Le show qui réconcilie guitares et dance
La présence de Calvin Harris dans l’équation n’est pas un simple clin d’œil. C’est un pont stratégique entre playlists club et sphère indie, au service d’un refrain qui décolle en TV et performe en streaming.
À l’inverse, ‘Great Pretender’ rappelle que Kasabian reste une machine à riffs. Le morceau a été pensé, de l’aveu du frontman, comme une vraie piste de guitares « pour rassembler » — une décharge de joie qui claque à l’écran.
‘Release The Pressure’ x ‘Great Pretender’ : la recette gagnante

Ce diptyque n’est pas un hasard. Il encode ce que promet ‘Act III’, le nouvel album attendu le 17 juillet : tension rythmique, mélodies fédératrices, et un sens du spectacle remis au centre.
Kasabian vient d’annoncer un été massif, et ce passage TV ressemble à une bande-annonce live: condensée, explosive, mémorable. Le détail qui change tout? Un son calibré pour l’oreille du téléspectateur sans perdre en mordant.
Un set pensé pour l’algorithme
Sur SNL, chaque seconde compte. Le groupe a joué la carte des accroches immédiates, puis des climax lisibles, idéal pour la découpe en clips sociaux.
- Intro signature: batteries nettes, motif synthé identifiable, volume perçu optimisé pour les enceintes TV.
- Refrains ancrés: mélodies qui siffleront encore le lendemain — carburant parfait pour les shorts.
- Transitions claires: sections marquées, faciles à citer et sampler.
- Imagerie forte: silhouettes découpées par la lumière, posture de frontman assumée.
‘Act III’ : ce que cela augure
Si ces deux titres sont l’échantillon, ‘Act III’ s’annonce comme une synthèse de « tout ce qui fait Kasabian ». Guitares qui cognent, textures électroniques, refrains hautés — un disque pensé pour la scène autant que pour le casque.
Sortie prévue le 17 juillet, avec la promesse d’un été en accélération. Attendez-vous à une séquence de singles, de lives captés et de surprises — Kasabian aime jouer la carte de l’effet-tournant.
Imposter syndrome, puissance cachée
Serge Pizzorno l’a confié récemment: son imposter syndrome n’est pas un frein, mais un indicateur d’intensité. Ce frisson du « maintenant ou jamais » avant d’entrer en scène nourrit la prise de risque.
Plutôt que de jouer la sécurité, le groupe se jette dans l’inconnu contrôlé. C’est ce qui rend ces performances vivantes, et c’est la meilleure nouvelle pour les fans: pas de pilote automatique, mais l’adrénaline du direct.
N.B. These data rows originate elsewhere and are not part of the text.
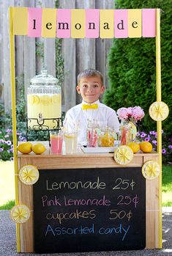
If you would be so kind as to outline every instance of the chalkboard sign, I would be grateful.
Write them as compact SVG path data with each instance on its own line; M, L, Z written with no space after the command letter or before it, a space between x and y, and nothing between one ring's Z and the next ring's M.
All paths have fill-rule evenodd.
M35 252L144 249L145 187L140 167L40 170Z

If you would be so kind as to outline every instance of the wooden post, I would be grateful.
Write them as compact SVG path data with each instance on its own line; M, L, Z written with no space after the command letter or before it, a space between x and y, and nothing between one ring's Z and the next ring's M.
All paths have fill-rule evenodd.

Cap sur l’été : calendrier XXL
Après SNL UK, cap sur une saison qui s’annonce dantesque. Les jalons sont posés et ils racontent une seule chose: ambition.
- 4 juillet — Finsbury Park (Londres) : plus de 45 000 fans attendus pour le plus grand concert londonien de leur histoire.
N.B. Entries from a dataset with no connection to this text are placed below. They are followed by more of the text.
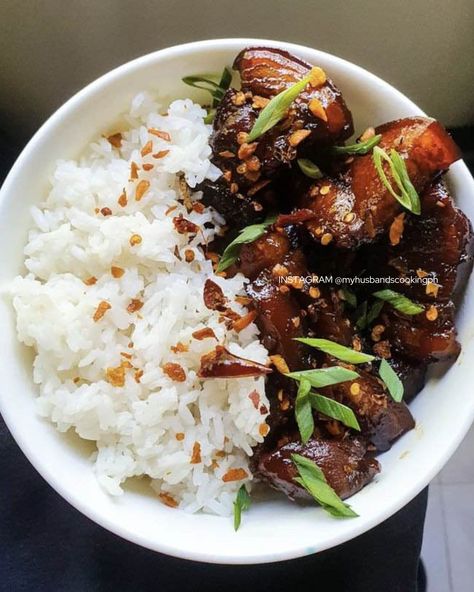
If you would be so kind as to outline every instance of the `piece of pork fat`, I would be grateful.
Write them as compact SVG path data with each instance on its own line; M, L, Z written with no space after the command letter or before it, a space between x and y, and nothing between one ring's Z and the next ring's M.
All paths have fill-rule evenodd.
M253 64L261 73L265 64L265 75L258 80L251 76ZM204 182L200 189L206 205L242 227L274 200L271 180L287 170L302 149L341 142L353 127L341 93L321 71L319 80L307 85L281 122L248 143L246 136L269 98L304 78L311 66L277 49L250 48L237 57L234 67L243 88L225 93L210 139L212 162L223 176L215 183ZM254 82L258 92L252 90Z
M275 450L262 452L256 467L259 477L290 499L312 499L294 481L298 472L291 460L292 454L300 454L315 462L328 484L342 499L357 493L380 472L377 460L367 456L367 447L362 439L313 437L306 444L298 439L291 440Z
M320 292L320 298L308 306L306 322L310 334L348 347L360 347L361 340L346 317L337 292L327 288L321 288ZM319 356L318 361L329 366L340 363L326 355ZM353 368L360 375L355 381L318 389L318 392L350 407L371 444L377 450L388 450L394 440L415 426L415 422L405 403L396 403L387 393L375 375L375 368L362 368Z
M312 66L281 49L249 47L237 56L234 68L240 74L244 92L271 99L304 78ZM311 132L305 146L336 144L349 138L354 129L351 112L326 73L320 84L308 85L298 96L284 127L288 121L290 126L282 141L288 143L292 131L305 129Z
M404 159L419 194L460 158L451 136L437 121L427 117L385 123L375 132L382 135L381 148L393 148ZM403 211L380 179L371 153L349 160L343 173L316 181L299 203L316 214L306 223L313 238L342 248L355 248L388 232ZM393 184L386 163L384 170Z
M375 376L375 369L354 368L359 378L319 389L322 395L350 407L359 421L362 433L379 452L388 450L397 438L415 427L410 410L397 403Z
M416 278L419 283L397 283L397 290L422 303L425 310L403 315L384 306L380 323L395 354L414 362L455 358L456 297L472 268L473 233L446 186L436 182L422 196L421 216L410 216L400 243L387 249L381 276ZM421 283L421 279L425 283Z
- Août — Leeds Festival : Kasabian devient le premier headliner du jeudi, une première symbolique qui élargit le week-end.
- Festivals — Boardmasters, TRNSMT, Victorious, Mad Cool et d’autres dates majeures à venir.
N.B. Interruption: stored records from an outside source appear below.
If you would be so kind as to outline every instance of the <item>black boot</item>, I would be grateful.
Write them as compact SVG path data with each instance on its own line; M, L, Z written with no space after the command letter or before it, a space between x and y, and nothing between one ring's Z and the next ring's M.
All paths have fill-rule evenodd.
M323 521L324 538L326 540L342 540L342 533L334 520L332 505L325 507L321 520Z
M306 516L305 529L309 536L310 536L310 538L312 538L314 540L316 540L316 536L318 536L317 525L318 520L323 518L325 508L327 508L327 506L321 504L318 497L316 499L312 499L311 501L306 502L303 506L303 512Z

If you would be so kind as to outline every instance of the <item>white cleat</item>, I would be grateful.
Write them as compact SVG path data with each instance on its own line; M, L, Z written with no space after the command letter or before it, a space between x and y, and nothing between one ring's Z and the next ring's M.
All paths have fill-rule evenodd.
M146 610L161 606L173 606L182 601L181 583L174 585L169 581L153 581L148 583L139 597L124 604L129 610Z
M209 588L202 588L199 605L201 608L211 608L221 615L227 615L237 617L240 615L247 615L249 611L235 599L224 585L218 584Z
La billetterie est déjà chaude: si vous comptez y être, ne tardez pas. Les extraits SNL viralisent la setlist et dopent la demande.
Pourquoi ce moment compte aussi pour SNL UK
La version britannique du show a reçu des avis mitigés, de « géniale » à « pas drôle ». Mais une chose s’impose: le retour de la musique en clair, avec deux titres par artiste et une caisse de résonance sociale, était attendu.
À mesure que le public apprivoise le format, SNL UK peut devenir le rite de passage des groupes qui visent la large audience. Kasabian vient d’en écrire un mode d’emploi: contraste, hooks et identité scénique nette.
Le verdict: un tournant assumé
Deux titres, une signature, et une promesse: Kasabian est en vitesse de pointe. La TV leur offre la rampe, les festivals seront l’orbite.
En attendant ‘Act III’, gardez un œil sur les prochains teasers. Et si vous avez manqué le live, les clips circulent déjà: de quoi patienter avant la déferlante estivale.